Part of your miracle.

I think I understand Sarah’s desire to seek out and understand her genetic past and how it manifests itself in the flesh and blood of the present moment.  But despite all of the amazing advances happening in genetics, it is still clear that your genetic make-up is only one part of your ultimate destiny—the person you make out of the miracle that is your life. 

As is often the case in subjects like this, turning to the ancient Greeks provides illumination.  They created two intertwined concepts to represent life: Zoe and Bios.  Roughly translated, life includes Zoe, the life that was given to you; and Bios, the life that you make from it.  As those Greek thinkers recognized, our identities are shaped not only by our genetics, but also by the interplay and interactions we have with each other and the shared world around us.  There is a South African word that also captures this—Ubuntu.  Roughly translated, Ubuntu means “I am, because of you.”  Sarah could look into Kelly’s face and see her genetic reflection, but she could also turn to me and our kids and also see who she is; who she, and we, have become as we travel through time together.  

We don’t often think about the concept of inheritance, the process or receiving something of value from an ancestor.  Some inheritance is biological—the DNA that lets you take a deep breath.  Some is social—your freedom of speech.  Some is technological—the electricity in your walls.  All of these are unearned gifts.  And they all have accumulated in a miracle sequence of causation since the beginning of time to make up the present moment that you—your Zoe and your Bios—find yourself in.  Alive.  Metabolizing.  Breathing.  Heart beating.   You, in this moment, have the power to see these gifts of inheritance and decide how they make you feel.  And you have the power to use them as you move forward to shape your life and destiny. 

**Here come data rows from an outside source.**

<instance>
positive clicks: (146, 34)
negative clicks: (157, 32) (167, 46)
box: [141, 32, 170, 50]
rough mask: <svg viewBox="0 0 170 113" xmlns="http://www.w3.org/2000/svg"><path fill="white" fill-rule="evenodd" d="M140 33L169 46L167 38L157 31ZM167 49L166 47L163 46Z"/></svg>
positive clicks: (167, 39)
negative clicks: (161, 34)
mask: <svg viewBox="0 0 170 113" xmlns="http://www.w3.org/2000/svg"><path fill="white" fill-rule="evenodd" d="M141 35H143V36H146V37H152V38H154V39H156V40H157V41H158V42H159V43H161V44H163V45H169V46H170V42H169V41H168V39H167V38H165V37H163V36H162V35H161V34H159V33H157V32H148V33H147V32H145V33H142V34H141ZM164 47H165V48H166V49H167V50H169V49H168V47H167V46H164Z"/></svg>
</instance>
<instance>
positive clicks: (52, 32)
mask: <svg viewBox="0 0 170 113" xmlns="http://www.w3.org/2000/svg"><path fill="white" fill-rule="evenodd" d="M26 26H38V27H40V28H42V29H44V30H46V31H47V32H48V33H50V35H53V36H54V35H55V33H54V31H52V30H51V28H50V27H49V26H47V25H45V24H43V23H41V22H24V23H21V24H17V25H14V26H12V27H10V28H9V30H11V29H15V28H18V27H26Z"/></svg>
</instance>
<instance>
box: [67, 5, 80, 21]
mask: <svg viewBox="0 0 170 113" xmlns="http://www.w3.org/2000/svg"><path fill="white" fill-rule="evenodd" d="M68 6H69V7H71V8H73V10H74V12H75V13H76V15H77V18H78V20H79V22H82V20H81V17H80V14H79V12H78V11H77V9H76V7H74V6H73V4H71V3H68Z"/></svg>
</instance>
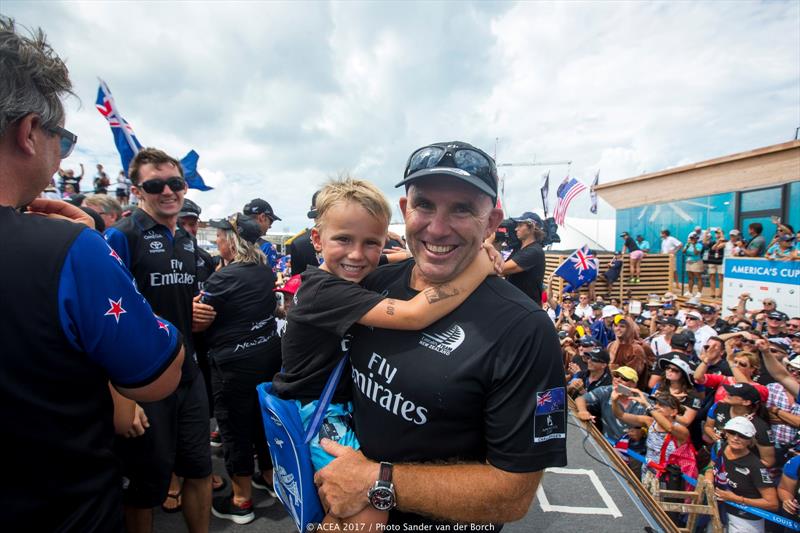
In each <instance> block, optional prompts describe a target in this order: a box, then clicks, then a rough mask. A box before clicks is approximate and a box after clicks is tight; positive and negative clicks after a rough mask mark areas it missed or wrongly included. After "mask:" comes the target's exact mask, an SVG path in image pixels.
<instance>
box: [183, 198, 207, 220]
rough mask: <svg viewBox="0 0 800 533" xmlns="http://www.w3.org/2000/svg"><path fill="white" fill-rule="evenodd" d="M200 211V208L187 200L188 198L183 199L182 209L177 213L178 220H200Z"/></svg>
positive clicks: (192, 202) (193, 202) (189, 200)
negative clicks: (193, 219) (189, 218)
mask: <svg viewBox="0 0 800 533" xmlns="http://www.w3.org/2000/svg"><path fill="white" fill-rule="evenodd" d="M202 211H203V210H202V209H200V206H199V205H197V204H196V203H194V202H193V201H191V200H189V199H188V198H184V199H183V207H181V212H180V213H178V217H179V218H183V217H195V218H200V213H202Z"/></svg>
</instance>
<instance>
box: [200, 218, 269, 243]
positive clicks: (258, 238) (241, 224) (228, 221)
mask: <svg viewBox="0 0 800 533" xmlns="http://www.w3.org/2000/svg"><path fill="white" fill-rule="evenodd" d="M208 225H209V226H211V227H212V228H219V229H224V230H229V231H231V230H233V229H234V225H235V226H236V230H237V233H238V234H239V236H240V237H241V238H242V239H244V240H246V241H247V242H249V243H250V244H255V243H256V241H258V239H259V238H260V237H261V227H260V226H259V225H258V222H256V221H255V220H254V219H253V218H252V217H249V216H247V215H240V214H239V213H236V214H234V215H233V216H231V217H229V218H227V219H226V218H222V219H219V220H209V221H208Z"/></svg>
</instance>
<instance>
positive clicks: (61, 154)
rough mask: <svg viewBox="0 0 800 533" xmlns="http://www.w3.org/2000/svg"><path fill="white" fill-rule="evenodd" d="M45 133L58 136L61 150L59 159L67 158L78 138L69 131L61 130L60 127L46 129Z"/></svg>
mask: <svg viewBox="0 0 800 533" xmlns="http://www.w3.org/2000/svg"><path fill="white" fill-rule="evenodd" d="M47 131H49V132H50V133H54V134H56V135H58V136H59V140H58V142H59V148H60V149H61V153H60V157H61V159H66V158H68V157H69V154H71V153H72V150H73V149H74V148H75V145H76V144H77V143H78V136H77V135H75V134H74V133H72V132H71V131H69V130H67V129H64V128H62V127H61V126H53V127H52V128H47Z"/></svg>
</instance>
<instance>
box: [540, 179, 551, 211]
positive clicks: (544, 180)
mask: <svg viewBox="0 0 800 533" xmlns="http://www.w3.org/2000/svg"><path fill="white" fill-rule="evenodd" d="M540 192H541V193H542V209H544V218H547V212H548V211H549V209H548V208H547V196H548V195H549V194H550V171H549V170H548V171H547V174H545V175H543V176H542V186H541V188H540Z"/></svg>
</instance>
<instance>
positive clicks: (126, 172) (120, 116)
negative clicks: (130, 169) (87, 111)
mask: <svg viewBox="0 0 800 533" xmlns="http://www.w3.org/2000/svg"><path fill="white" fill-rule="evenodd" d="M97 80H98V81H99V82H100V85H102V86H103V90H104V91H105V93H106V97H107V98H108V99H109V100H110V101H111V109H113V110H114V114H115V115H116V116H117V118H118V119H119V128H120V129H121V130H122V134H123V135H124V136H125V140H126V141H128V146H130V147H131V151H132V152H133V155H136V154H138V153H139V147H138V146H136V143H135V142H133V138H132V137H131V134H130V132H129V131H128V129H127V128H126V127H125V126H126V125H127V124H128V122H127V121H126V120H125V119H123V118H122V116H120V115H119V114H118V113H117V105H116V103H114V97H113V96H111V90H110V89H109V88H108V85H106V82H104V81H103V80H102V79H100V78H99V77H98V78H97ZM125 175H126V176H127V175H128V169H125Z"/></svg>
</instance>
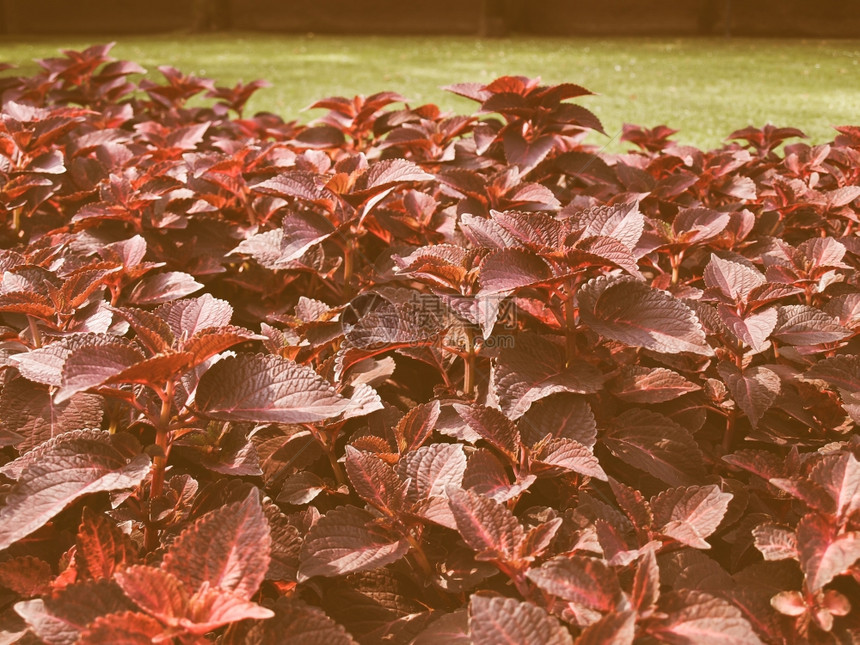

Let’s return to your fingerprint.  It was formed by genetic instruction AND how you pushed out and interacted with the world.  Both make up who you are.  If you scrape off the skin to try to remove your unique print, it will grow back, as many criminals trying to evade their histories have discovered.  In certain ways, you can’t escape your genetic predispositions even if you want to.  But that’s just a small part of who you can become.  Consider John O’Leary.  O’Leary accidentally managed to remove his fingerprints—he suffered burns over 95% of his body in a tragic childhood accident and had his fingers amputated.  But he has gone on to lead an amazing life as a husband, father, business owner and author.  As he lays out in his book “In Awe: Rediscover Your Childlike Wonder to Unleash Inspiration, Meaning and Joy,” we can’t change the past, but we can choose to view everything as a gift.  In O’Leary’s words, “[t]he fact that each one of us is here—it’s nothing short of a miracle.  Perhaps it’s time we start acting like it.” 

So here you find yourself in the present moment.  It’s a miracle.  You are a miracle.  I hope you choose to use that miracle, and the gifts from the past that you’ve inherited, as fuel to become the person you want to be.